As you can see, we have to provide workflow_settings, which encode some workflow logic:

{'type':'1D_convergence','what':'gap','where':[(k_v,vbM,k_c,cbm)],'where_in_words':['Gamma']})

The workflow submitted here looks for convergence on different parameters, searching each step a given parameter(1D). The iter is specified with the input list parameters_space. This is a list of dictionaries, each one representing a given phase of the investigation. The quantity that tries to converge is the gap(‘what’) between given bands evaluated at fixed k-points. It is possible to choose also and indirect gap(notice that, changing the k-point mesh, the k-points will change index: for now we have not a logic to trace the index-change). The other functionality of the converge workflow is to converge single levels (‘gap’->’single-levels’, [(k_v,vbM,k_c,cbm)]->[(k,b)]), useful in the study of molecules. It is possible also to search convergence simultaneously for multiple gaps/levels, just adding tuples in the ‘where’ list. The workflow will take care of it and doesn’t stop until all the quantities are converged(or the maximum restarts are reached).

The complete workflow will return the results of the convergence iterations, as well as a final converged calculation, from which we can parse the converged parameters, and a complete story of all the calculations of the workflow with all the information provided.

The data can be plotted using a function in :

from aiida_yambo.utils.plot_utilities import plot_conv
plot_conv(<workflow_pk>,title='Gap at Gamma for bulk hBN')
../../_images/conv_hBN.png

As you can see, the actual path of investigation is provided from inputs, but usually is always the same: bands and G-vectors cutoff (plus a final k-points convergence not seen here). The black stars represent overconverged results for each parameter-iteration.
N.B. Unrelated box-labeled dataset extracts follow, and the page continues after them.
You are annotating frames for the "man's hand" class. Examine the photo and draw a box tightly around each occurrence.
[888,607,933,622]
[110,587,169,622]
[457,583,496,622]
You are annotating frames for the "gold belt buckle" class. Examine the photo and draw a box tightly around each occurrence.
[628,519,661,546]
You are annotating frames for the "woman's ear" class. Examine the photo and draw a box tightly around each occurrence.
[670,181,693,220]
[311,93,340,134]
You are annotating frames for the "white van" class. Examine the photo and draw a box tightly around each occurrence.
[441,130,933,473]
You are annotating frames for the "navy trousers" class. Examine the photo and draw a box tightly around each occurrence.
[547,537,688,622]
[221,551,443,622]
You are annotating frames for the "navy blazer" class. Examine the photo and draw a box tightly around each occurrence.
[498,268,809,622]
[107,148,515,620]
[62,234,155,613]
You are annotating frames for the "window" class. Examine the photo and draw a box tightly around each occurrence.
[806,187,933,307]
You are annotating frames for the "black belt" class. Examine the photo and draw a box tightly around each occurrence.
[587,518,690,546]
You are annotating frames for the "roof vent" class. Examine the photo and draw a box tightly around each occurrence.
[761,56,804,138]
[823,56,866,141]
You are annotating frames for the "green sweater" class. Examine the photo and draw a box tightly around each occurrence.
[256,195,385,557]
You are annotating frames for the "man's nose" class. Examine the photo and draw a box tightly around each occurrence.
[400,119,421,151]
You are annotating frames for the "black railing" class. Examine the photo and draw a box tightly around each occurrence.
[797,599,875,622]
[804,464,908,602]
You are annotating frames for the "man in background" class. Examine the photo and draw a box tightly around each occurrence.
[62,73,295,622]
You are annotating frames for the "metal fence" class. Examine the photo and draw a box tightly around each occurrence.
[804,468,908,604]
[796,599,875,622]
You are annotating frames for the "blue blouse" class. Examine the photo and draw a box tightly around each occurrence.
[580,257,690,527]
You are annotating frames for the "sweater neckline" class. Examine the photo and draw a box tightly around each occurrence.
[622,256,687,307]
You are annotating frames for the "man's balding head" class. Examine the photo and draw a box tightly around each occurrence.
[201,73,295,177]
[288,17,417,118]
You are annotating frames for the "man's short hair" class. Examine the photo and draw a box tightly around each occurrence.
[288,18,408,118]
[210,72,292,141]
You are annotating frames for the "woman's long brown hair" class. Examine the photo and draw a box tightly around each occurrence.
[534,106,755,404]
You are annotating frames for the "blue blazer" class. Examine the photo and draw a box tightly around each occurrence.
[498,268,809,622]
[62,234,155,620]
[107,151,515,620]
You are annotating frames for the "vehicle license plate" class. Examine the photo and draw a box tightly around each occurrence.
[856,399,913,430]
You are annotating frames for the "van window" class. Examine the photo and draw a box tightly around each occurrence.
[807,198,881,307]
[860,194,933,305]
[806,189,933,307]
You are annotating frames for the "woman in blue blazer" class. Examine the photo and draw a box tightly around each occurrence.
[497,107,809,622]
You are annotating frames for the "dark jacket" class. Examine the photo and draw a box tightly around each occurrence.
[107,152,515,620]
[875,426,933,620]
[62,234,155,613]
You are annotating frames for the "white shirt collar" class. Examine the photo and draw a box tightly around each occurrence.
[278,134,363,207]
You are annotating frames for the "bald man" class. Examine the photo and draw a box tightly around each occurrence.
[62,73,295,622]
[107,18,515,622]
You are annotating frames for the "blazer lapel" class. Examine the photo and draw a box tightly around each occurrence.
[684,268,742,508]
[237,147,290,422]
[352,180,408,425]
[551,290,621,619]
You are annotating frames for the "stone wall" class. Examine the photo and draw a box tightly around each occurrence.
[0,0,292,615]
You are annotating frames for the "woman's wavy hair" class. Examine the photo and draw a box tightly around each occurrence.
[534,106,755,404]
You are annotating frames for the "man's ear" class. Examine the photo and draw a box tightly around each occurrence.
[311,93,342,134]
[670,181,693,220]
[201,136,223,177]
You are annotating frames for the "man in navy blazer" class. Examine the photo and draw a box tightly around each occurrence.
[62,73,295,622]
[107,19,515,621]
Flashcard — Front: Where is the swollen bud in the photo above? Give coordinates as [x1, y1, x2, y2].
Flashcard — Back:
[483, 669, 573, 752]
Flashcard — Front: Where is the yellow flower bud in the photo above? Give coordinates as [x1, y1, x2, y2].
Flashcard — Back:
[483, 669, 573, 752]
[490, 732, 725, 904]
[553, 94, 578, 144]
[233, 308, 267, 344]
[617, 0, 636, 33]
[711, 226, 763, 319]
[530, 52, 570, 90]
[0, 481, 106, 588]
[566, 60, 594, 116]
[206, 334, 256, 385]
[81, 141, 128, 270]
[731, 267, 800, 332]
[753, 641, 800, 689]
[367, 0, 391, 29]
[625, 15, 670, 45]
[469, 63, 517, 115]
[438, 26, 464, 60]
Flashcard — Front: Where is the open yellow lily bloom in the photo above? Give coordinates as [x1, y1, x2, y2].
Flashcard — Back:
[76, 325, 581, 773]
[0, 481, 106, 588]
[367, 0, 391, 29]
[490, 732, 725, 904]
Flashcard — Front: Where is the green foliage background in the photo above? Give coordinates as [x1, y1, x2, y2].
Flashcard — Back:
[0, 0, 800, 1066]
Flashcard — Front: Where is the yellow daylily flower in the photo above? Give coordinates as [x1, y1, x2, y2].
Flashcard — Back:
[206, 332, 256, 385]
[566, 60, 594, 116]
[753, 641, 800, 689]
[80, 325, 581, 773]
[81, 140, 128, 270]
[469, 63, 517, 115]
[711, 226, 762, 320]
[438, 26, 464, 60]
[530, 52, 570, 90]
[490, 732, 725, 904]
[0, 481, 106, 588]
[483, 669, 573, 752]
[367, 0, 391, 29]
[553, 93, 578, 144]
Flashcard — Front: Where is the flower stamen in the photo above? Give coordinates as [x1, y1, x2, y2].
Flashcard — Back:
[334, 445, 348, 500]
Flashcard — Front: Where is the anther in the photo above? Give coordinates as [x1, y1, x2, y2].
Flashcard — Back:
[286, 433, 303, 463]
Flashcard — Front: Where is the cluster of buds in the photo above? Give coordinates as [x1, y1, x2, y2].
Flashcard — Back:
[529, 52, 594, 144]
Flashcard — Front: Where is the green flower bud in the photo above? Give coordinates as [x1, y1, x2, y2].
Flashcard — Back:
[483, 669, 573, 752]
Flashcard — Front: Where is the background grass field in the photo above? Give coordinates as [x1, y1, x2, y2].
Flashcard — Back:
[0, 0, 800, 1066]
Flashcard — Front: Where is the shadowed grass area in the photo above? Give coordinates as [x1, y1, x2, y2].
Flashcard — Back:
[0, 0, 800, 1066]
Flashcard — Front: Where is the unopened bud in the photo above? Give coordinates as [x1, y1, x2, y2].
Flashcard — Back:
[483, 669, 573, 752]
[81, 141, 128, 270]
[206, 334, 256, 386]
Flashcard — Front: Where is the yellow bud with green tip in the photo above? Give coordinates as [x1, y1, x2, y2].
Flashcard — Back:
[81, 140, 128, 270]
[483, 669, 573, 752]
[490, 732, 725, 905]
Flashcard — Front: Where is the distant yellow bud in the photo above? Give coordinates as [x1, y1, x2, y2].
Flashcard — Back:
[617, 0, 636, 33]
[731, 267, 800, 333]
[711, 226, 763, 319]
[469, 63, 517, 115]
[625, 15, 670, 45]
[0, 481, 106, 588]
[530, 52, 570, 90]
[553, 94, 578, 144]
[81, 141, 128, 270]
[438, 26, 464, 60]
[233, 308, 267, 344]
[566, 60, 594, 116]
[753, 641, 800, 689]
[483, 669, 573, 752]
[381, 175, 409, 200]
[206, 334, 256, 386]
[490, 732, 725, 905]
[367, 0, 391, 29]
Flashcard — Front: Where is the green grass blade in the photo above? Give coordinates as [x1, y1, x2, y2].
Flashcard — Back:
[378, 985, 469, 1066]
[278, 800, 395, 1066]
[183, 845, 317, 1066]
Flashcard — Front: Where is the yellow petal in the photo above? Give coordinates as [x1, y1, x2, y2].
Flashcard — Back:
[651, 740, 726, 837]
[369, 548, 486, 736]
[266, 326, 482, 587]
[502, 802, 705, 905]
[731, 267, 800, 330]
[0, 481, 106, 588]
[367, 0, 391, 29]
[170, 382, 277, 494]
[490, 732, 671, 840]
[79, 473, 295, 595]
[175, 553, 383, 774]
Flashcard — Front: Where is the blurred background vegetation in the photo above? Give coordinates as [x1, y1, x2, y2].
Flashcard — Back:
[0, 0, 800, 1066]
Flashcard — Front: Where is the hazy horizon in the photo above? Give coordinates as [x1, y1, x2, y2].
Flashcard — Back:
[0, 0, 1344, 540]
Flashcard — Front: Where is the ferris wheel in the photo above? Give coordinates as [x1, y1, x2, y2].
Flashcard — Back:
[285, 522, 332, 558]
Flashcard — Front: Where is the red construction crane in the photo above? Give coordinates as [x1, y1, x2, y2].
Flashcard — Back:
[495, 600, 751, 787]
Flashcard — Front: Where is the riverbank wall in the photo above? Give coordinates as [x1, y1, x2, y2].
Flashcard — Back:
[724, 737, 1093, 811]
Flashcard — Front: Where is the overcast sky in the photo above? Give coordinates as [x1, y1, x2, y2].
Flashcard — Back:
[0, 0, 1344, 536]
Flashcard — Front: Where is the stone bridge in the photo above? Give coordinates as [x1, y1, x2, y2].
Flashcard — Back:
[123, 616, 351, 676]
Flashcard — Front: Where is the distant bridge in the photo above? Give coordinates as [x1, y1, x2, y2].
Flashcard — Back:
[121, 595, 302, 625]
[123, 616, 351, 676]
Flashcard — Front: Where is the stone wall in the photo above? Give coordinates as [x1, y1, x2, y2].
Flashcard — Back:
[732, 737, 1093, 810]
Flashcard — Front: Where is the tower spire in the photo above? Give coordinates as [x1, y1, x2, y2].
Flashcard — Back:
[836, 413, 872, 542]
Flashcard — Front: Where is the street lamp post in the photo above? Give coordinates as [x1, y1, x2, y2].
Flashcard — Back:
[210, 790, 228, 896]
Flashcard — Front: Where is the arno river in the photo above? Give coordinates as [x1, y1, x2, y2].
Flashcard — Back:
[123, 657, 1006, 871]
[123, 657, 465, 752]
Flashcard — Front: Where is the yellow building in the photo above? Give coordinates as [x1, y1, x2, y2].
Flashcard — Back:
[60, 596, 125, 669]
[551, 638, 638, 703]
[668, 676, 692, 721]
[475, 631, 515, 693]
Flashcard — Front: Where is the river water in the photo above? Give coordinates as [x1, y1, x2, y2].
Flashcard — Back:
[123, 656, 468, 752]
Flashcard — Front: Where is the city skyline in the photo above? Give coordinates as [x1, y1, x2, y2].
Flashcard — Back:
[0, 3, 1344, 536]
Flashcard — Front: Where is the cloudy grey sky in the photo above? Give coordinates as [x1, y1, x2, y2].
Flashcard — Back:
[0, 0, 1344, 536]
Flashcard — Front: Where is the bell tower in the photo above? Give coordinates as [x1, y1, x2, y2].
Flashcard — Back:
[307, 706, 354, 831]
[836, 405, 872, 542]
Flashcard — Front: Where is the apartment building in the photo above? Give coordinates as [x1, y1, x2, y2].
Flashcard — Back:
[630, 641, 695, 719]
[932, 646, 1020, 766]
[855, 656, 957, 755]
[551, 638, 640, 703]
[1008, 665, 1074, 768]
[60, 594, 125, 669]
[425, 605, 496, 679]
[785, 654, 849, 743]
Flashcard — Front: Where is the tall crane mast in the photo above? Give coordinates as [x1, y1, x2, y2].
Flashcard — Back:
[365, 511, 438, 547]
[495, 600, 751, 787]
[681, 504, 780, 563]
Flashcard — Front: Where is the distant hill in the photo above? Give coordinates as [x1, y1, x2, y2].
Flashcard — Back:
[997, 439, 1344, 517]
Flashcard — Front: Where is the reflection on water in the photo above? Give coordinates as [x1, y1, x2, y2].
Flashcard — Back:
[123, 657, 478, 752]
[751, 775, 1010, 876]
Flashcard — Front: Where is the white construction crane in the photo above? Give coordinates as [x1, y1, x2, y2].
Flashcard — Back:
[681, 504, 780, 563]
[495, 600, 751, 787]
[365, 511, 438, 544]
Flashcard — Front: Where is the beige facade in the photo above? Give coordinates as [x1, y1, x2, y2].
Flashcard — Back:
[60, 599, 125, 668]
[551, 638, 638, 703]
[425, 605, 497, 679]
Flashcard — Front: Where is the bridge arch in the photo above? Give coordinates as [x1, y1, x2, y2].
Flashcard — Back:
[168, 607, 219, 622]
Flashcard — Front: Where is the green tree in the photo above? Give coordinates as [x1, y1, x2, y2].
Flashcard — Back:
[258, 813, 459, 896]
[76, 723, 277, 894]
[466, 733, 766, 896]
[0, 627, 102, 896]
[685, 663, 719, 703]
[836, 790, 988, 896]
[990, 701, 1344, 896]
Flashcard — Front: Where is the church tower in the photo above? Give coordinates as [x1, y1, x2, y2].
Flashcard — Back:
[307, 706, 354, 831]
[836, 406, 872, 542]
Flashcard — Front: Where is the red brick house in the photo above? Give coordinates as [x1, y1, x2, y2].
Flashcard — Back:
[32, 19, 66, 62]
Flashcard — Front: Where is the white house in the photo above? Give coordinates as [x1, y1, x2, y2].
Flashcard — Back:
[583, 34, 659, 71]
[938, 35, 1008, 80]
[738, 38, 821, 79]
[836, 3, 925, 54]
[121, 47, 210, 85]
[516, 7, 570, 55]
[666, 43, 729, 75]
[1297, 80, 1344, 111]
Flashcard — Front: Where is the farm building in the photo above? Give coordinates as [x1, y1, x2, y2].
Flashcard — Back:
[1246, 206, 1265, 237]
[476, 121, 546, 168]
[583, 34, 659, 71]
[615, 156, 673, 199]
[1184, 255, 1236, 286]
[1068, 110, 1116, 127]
To see more examples, go to Plot results of YamboConvergence - ‘1D_convergence’. There, we can see real convergence on 2D-hBN. Please note that you have to set also builder.p2y and builder.pre_calc inputs, needed if p2y (parent is not yambo) and/or PRE_CALC (see workflow_settings) are needed.

Outputs of a YamboConvergence calculation are two: a Dict with the collection of information on all the calculations, and a Dict with the description of the last converged calculations, from which you can easily collect the converged parameters. To give a human-readable meaning to the output Dict, you can, after converted in dict (Dict is and AiiDA Data), build a pandas dataframe:

import pandas as pd
dataframe = pd.DataFrame(outdict)